Mustache March is nearly over, I hope all of you enjoyed it as much as I did. I've been sporting my PowerStache this month not in a salute to the Hulkmaster Terry "Hulk" Hogan (like so many people assume), but instead to the greatest car-movie actor ever, Burt Reynolds.
Quiet down, Steve McQueen fans.
Burt Reynolds has appeared in many a car-centric movie, most of them in the heyday of The Burt, the late 70s into the early 80s. The most well known of the films is certainly Smokey and the Bandit, released in 1977. Burt is The Bandit, a well-known scofflaw hired to guide a shipment of Coors from Texas to Georgia, without being intercepted by the law and only a short time to get there. The Burt pilots a big-block 1977 Trans Am used to block for his partner Snowman who is driving the truck filled with the beer. I'll leave out the rest of the plot because the vehicular madness is all that matters.

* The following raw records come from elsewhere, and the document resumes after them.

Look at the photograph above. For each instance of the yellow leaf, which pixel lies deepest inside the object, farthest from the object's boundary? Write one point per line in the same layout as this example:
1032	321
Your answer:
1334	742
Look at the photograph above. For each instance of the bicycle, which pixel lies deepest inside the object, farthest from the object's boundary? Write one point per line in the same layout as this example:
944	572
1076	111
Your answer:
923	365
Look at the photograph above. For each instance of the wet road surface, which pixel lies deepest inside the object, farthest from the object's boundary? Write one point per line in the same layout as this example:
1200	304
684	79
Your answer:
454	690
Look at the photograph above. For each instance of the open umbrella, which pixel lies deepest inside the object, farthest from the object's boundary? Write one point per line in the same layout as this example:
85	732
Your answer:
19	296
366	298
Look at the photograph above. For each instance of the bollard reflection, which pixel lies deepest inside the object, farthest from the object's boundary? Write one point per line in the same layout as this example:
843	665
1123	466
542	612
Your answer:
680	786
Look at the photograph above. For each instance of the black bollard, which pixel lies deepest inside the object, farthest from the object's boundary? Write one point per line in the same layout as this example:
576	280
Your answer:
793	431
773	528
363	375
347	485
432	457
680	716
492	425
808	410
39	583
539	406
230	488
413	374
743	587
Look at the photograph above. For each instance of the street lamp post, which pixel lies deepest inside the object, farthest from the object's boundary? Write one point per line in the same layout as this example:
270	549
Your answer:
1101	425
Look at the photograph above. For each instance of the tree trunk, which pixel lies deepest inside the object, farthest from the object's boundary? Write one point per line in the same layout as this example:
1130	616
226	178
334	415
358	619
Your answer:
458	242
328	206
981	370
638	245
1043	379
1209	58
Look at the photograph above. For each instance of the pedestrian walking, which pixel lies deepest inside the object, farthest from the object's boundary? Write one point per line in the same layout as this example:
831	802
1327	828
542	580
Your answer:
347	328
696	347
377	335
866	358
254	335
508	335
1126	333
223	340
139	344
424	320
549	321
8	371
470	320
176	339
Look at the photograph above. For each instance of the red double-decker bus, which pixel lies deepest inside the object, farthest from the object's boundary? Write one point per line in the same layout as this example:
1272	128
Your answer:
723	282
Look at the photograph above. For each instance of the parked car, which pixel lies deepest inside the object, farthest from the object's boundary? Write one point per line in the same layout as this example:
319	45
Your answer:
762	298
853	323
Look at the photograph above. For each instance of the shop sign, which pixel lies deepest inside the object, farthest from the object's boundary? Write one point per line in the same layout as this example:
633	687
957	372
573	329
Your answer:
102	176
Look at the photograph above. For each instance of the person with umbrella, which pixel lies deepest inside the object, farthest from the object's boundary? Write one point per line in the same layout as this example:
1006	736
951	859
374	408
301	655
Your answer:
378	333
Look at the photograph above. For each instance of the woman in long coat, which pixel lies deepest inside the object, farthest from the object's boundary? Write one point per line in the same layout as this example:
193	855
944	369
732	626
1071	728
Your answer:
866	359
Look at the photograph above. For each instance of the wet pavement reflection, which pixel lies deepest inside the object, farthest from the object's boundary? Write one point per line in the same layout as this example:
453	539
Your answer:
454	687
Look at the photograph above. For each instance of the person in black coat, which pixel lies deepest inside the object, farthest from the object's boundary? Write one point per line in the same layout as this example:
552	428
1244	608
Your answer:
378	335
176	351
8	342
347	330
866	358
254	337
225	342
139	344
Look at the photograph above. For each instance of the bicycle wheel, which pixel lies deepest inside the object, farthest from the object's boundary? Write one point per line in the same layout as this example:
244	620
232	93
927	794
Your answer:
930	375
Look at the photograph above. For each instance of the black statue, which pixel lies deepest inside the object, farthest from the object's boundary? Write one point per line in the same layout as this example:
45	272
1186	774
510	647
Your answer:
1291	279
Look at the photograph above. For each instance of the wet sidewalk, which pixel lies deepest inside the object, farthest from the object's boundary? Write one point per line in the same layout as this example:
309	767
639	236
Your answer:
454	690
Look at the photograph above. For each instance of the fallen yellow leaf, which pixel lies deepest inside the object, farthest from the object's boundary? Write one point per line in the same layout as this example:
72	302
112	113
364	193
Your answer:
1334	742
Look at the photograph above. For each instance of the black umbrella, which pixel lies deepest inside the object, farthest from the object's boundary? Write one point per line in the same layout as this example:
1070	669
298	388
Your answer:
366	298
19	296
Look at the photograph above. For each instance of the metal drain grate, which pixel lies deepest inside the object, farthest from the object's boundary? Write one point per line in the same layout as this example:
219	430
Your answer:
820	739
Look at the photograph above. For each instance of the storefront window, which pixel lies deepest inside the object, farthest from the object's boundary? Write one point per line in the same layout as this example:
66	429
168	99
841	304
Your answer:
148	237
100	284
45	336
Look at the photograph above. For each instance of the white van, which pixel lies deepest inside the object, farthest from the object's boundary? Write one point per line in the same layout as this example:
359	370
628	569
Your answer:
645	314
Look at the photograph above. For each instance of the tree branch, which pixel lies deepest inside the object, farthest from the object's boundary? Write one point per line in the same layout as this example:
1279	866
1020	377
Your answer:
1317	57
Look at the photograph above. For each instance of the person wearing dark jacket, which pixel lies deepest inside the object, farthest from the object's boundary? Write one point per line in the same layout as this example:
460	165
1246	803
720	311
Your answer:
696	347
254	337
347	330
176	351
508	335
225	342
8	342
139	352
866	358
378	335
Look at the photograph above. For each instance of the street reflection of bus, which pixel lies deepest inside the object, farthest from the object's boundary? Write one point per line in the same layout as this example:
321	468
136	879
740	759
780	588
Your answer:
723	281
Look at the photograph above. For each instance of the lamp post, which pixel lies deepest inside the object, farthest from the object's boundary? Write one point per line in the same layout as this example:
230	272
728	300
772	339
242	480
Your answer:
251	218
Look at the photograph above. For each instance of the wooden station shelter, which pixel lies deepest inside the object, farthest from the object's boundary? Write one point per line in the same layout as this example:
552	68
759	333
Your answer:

Smokey and the Bandit is a great watch with plenty of tire frying. The cool thing for me about this movie is that my college professor who taught me most of what I know about racing engines and design, actually helped build the engines used in the Bandit's Trans Am in the movie. They were actually Big Block Chevrolets, not the Pontiac engines used in most Trans Ams of those years.
Another Burt feature of choice is The Cannonball Run, released in 1981.
In this speed packed 95 minutes of film, Burt Reynolds and Dom Deluise race a modified Dodge Tradesman ambulance in the Sea-to-Shining Sea road race known as The Cannonball Run. The same ambulance was actually raced in the 1979 running of the Cannonball and driven by director Hal Needham and racer turned writer Brock Yates. Yates is also credited to being the inventor of the Cannonball Run. In 1971 he and his crew ran the very first Cannonball Run in protest to the ever tightening regulations and automotive political correctness of the time. The race has spun off many copies such as the Gumball 3000 and The Bull Run.
There are other car movies featuring The Burt, none worth menioning as much as the two mentioned above. Smokey and the Bandit II was the same as the first one, they just replaced the cargo of beer with an elephant. I also recommend seeing Stroker Ace, because it features a score by the Charlie Daniel's band, who I will also pay tribute to, come Decembeard.
So it is, come the Month of the Mustache, that we salute you, Burt. May Tom Selleck never overcome your glory (eventhough he is cool).